UW-Madison cloud computing research moves into new phase

December 8, 2017 By Jennifer Smith

The vast computing structure, or cluster, maintained by the three campuses in CloudLab serves as a “testbed” or means for others to run experiments on. Submitted image

The University of Wisconsin–Madison is part of a team of campuses receiving nearly $10 million, collectively, from the National Science Foundation (NSF) to further develop cloud computing infrastructure and enable high-level research by scientists around the country.

The grant represents phase two of an effort called CloudLab, a partnership with the University of Utah and Clemson University in South Carolina. In 2014, NSF awarded $10 million to support CloudLab’s first phase.

Cloud computing allows users of technology to make use of remote, shared infrastructure and services.  Its impact on our daily lives, as well as complex scientific research, has grown exponentially in recent years.

UW-Madison computer science Professor Aditya Akella serves as principal investigator on the Wisconsin end of the project. The University of Utah is the lead campus.

Aditya Akella

As Akella explains, the vast computing structure, or cluster, maintained by the three campuses serves as a “testbed” or means for others to run experiments on. “We want people to use the cluster in unexpected ways and make discoveries. CloudLab has met that charter in the past, and we hope to make it even better in the future,” he says.

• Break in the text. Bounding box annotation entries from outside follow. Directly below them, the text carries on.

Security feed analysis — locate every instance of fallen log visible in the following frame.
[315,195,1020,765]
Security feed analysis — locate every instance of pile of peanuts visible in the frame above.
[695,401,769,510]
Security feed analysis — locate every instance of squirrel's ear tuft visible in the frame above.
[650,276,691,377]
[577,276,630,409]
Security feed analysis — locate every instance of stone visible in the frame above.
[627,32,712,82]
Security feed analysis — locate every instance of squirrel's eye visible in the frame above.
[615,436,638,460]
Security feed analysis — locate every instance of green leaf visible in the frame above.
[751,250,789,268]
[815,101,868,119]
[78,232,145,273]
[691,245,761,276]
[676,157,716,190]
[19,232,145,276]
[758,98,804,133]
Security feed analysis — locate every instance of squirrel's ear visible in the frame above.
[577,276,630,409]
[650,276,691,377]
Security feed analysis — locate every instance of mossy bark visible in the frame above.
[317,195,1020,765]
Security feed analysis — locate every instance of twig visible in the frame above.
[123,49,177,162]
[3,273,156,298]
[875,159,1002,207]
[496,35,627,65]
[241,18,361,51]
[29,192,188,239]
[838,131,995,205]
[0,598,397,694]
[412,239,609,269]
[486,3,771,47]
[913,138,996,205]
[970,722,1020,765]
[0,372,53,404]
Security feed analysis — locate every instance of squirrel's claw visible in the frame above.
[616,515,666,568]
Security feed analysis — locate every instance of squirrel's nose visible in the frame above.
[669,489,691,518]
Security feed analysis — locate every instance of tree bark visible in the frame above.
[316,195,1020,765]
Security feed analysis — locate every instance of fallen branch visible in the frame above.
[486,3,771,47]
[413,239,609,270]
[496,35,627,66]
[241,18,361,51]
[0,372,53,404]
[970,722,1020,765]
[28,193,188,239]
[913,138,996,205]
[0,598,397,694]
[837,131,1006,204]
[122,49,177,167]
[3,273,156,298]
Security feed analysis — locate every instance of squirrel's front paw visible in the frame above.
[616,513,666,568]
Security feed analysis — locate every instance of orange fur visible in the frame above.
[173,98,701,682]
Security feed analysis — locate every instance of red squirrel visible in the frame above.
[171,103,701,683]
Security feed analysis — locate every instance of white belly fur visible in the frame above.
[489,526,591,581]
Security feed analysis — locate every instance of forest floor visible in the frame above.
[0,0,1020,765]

One measure of CloudLab’s success to date is its heavy use by researchers. More than 56,000 experiments are currently running on the testbed, and Wisconsin’s servers are frequently operating at 90 percent of capacity.

CloudLab’s new phase will provide state-of-the-art support for machine learning, a branch of computer science in which computers “learn” from data without being explicitly programmed to do so. CloudLab will employ computer chips called GPUs (Graphics Processing Units) that are well suited to cutting-edge machine-learning research.

“A lot of machine learning advances in recent years in image classification, machine translation and robotics have happened because of training at large scales on clusters of GPU-equipped machines. The research community sees value in using these kinds of computer clusters,” notes Akella.

The new phase also includes state-of-the-art “whitebox” network switches that offer experimenters the ability to reprogram, on the fly, how their network supports applications.

The new round of funding began Oct. 1 and will span a three-year period.